Hot Chocolatey Love on Valentine's Day
"When you get to a place where you understand that love and belonging, your worthiness, is a birthright and not something you have to earn, anything is possible.” - Brene Brown
Are you awake to life? Do you show up authentically, or spend precious time worrying about judgement from others? Do you crave the ability to give love and be able to receive love.
Love is at the core of who we are.
If I have observed one thing during my people watching, counselling, coaching, mentoring and teaching days, it is that we all too often rely upon the love from others before we learn to love ourselves. The number one life gift you can give your self is that you, and only you, can provide self-love.
It starts with you and you alone.
But, it’s not always easy. Sometimes we get wrapped up in our negative self-talk and start following the path of self-sabotage and listen to that repetitive voice that tells us 'I'm not good enough' or 'I'm a failure'. We can’t see our strengths, our unique traits or identify a way out. So we seek validation from others or things to help build the confidence that we may lack. These crippling insecurities that eat away at our inner core, making less space for love. However, we can all learn to talk back to this self-destructive voice and figure out how to control it, remove its power and replace it with compassion and self-love and this is the first tiny step to feeling warm and comforted, like the hot chocolate effect, the hug in a mug.
We learn about:
Daily activities to connect with you and only you.
It may feel like it’s an ongoing brain battle sometimes, especially over winter, illness, emotional upset, bereavement or hormonal hijackers, but it is worth the battle, because loving ourselves unconditionally is a life-long commitment and it’s a commitment worth having.
On Valentine's day, I would love you to join me in the simple act of self-love. Write down three things you love about yourself. By building the evidence that truly exists (but often goes unnoticed), we begin to take the first small step to soothing the negative self-talk and replacing it with self-love.
Examples could be kindness, understanding, thoughtfulness, energy, contribution, courage, softness, honesty, warmth, joy, wisdom, tenacity, resourcefulness, a great listener, entertaining, silliness, shyness, the list goes on.
Nobody is watching, nobody is reading, this is your safe space to connect with yourself and appreciate who you really are.
Start the sentence with
I love, value and accept the way I am because I'm.......
If you need a little kick start, here are some wonderful quotes from Brené Brown to remind us on the days where we’re not sending out strong love signals.

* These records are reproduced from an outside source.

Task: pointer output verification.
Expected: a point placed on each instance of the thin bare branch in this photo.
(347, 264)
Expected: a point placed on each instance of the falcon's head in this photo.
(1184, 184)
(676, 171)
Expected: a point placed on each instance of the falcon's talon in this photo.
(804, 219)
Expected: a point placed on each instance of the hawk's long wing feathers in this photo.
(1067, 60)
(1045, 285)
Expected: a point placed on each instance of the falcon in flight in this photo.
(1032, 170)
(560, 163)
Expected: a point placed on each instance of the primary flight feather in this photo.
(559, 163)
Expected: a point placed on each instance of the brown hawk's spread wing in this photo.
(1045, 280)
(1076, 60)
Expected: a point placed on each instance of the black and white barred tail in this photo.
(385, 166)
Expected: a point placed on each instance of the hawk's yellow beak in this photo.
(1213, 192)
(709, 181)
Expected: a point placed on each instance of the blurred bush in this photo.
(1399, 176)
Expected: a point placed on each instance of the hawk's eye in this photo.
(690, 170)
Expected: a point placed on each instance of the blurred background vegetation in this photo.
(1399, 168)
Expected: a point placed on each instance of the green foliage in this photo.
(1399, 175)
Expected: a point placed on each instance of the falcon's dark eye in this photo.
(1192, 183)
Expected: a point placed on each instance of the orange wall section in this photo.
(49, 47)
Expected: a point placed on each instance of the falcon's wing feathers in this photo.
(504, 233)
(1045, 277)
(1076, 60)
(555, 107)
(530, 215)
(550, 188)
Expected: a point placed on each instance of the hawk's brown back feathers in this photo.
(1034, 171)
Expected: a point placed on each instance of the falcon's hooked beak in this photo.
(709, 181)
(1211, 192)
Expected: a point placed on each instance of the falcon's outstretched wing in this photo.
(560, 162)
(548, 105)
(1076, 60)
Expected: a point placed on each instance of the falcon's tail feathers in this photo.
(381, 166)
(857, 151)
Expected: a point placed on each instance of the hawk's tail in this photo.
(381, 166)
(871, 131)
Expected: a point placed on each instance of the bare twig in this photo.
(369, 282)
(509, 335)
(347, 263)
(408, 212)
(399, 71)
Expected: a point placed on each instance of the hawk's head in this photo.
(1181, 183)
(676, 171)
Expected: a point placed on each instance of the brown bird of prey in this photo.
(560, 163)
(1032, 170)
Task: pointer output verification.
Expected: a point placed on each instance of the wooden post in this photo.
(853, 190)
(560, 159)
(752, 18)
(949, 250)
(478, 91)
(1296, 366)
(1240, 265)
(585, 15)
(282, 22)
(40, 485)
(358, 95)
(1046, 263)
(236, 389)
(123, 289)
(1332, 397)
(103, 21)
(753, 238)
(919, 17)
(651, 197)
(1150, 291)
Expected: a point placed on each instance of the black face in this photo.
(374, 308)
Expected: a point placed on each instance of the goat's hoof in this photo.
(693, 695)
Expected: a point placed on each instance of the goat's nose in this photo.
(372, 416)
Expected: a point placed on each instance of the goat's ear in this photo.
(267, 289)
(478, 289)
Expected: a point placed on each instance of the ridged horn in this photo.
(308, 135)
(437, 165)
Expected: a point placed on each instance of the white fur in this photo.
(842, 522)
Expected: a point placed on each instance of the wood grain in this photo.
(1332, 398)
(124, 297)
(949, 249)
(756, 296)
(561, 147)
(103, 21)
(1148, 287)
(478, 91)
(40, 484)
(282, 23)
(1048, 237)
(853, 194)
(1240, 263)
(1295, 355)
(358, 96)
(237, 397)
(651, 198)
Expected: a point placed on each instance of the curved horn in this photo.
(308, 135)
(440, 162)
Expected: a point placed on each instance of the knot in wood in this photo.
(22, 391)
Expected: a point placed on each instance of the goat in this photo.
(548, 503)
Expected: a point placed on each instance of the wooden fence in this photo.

Soak them up and let them fill you with the love you need for today and every day:
“We cultivate love when we allow our most vulnerable and powerful selves to be deeply seen and known, and when we honour the spiritual connection that grows from that offering with trust, respect, kindness and affection.”
“Love is not something we give or get; it is something that we nurture and grow, a connection that can only be cultivated between two people when it exists within each one of them – we can only love others as much as we love ourselves.”
“What’s the greater risk? Letting go of what people think – or letting go of how I feel, what I believe, and who I am?”
“Waking up every day and loving someone who may or may not love us back, whose safety we can’t ensure, who may stay in our lives or may leave without a moment’s notice, who may be loyal to the day they die or betray us tomorrow – that’s vulnerability.”
“Daring to set boundaries is about having the courage to love ourselves, even when we risk disappointing others.”
“Because true belonging only happens when we present our authentic, imperfect selves to the world, our sense of belonging can never be greater than our level of self-acceptance.”